Wednesday, May 03, 2006

Crisis Management

Today's New York Times is filled with articles on energy, including an interesting one describing the industry's efforts to dig itself out of its current public relations hole. I was struck, however, by a quote in Tom Friedman's column (Times Select required,) which advocated a third-party candidacy to deal with our energy problems. He cites David Rothkampf, a historian who suggests our system is so broken it can't even respond in a crisis. There are many reasons why that might be so, but it is a distressing notion for a country that has always prided itself on rising to challenges, however short-sighted we might seem at other times.

Part of the problem is that there's been no general agreement on how we arrived at this juncture, and little effort to create consensus on this as a necessary foundation to any solution. This requires looking beyond our energy habits at basic changes in metropolitan population and employment distribution, as well as the intended and unintended consequences of three decades of federal and state environmental policies. This is not an argument for rolling back those standards, which have done good work in many places, but for understanding how they have helped to shape our present quandary.

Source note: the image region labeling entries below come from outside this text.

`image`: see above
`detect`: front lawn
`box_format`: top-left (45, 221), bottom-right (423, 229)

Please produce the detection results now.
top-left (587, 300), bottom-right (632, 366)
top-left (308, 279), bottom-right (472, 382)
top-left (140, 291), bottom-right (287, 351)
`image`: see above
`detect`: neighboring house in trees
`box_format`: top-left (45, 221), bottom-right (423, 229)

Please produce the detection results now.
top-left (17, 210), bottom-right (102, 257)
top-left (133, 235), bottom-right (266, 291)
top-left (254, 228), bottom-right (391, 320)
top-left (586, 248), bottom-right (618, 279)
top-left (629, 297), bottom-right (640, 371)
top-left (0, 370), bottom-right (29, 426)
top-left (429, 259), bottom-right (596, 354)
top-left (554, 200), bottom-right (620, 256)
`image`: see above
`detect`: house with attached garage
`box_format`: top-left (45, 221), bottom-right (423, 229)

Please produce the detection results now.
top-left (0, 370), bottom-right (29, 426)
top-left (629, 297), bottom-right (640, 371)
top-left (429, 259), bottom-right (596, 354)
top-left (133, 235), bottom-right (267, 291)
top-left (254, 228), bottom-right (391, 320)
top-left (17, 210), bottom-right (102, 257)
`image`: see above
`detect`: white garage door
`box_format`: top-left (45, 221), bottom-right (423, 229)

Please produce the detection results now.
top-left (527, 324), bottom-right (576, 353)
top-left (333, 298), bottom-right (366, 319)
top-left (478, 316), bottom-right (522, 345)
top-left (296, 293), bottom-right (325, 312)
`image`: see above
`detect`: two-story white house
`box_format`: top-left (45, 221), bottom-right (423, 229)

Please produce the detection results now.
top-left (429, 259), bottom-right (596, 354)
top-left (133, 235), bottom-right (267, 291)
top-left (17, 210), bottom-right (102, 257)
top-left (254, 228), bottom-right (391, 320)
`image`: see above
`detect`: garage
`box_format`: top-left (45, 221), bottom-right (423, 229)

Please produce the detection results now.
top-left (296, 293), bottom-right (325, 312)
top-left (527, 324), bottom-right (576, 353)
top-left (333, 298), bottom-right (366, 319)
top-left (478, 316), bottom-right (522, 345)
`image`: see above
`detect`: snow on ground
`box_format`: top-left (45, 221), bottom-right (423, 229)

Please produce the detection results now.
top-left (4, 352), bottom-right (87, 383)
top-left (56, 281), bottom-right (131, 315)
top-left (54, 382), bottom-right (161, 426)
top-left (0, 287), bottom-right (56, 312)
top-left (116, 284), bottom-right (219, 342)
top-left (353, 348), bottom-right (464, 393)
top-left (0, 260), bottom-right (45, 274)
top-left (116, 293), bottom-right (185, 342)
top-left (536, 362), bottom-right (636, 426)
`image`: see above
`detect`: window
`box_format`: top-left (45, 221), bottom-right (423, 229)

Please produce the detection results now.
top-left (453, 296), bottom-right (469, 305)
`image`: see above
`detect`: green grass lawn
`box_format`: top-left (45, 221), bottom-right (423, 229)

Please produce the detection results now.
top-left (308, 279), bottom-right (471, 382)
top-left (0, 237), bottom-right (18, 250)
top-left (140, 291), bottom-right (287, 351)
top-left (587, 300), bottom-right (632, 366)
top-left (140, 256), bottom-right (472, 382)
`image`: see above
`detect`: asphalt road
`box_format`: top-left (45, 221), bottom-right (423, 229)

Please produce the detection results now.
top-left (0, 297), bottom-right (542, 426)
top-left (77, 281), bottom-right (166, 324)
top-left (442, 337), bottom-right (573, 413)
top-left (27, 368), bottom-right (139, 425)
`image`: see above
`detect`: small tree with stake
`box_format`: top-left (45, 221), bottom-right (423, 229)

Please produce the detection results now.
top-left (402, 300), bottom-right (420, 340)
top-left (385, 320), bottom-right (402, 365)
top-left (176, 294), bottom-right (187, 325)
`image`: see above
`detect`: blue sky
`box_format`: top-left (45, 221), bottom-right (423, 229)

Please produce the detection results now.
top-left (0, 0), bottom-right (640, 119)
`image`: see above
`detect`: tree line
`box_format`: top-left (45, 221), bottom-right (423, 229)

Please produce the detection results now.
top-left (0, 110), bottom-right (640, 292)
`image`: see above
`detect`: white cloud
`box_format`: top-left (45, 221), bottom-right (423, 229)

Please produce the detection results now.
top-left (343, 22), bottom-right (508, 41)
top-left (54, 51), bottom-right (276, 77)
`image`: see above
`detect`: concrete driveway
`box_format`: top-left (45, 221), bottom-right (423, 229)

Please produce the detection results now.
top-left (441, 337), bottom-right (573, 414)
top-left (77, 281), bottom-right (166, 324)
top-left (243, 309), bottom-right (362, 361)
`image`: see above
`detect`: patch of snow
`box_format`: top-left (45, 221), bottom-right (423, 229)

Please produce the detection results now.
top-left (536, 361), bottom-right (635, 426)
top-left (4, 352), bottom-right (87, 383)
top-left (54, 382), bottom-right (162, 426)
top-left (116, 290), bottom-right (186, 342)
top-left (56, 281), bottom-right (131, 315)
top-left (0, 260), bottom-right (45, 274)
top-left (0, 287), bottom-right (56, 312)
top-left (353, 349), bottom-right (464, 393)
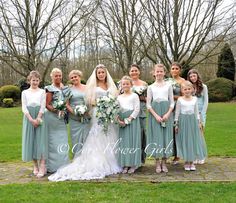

We also need to agree on the basic elements of a solution, at the level of the criteria it must meet, rather than the specifics it must include. First, it must recognize the large "time constant" of the system, and the implementation lags this creates. Any response must incorporate short-, medium- and long-term elements that take this inertia into account. Second, it must hew to something akin to a modern restatement of the Hippocratic Oath: "First, do no harm." In this context, that means that we cannot create disincentives on the production of conventional energy in this country, while trying to foster alternatives that will only be capable of covering incremental demand, but not backfilling for base supply for many years. It must also balance supply and demand-side initiatives, leveraging longer-term technology options and nearer-term behavioral changes.

Finally, any solution that has a chance of succeeding must be as bi-partisan as our foreign policy used to be. It will need to enjoy sufficiently broad support to endure changes in Congress and the arrival of new administrations. That is perhaps the tallest order of all.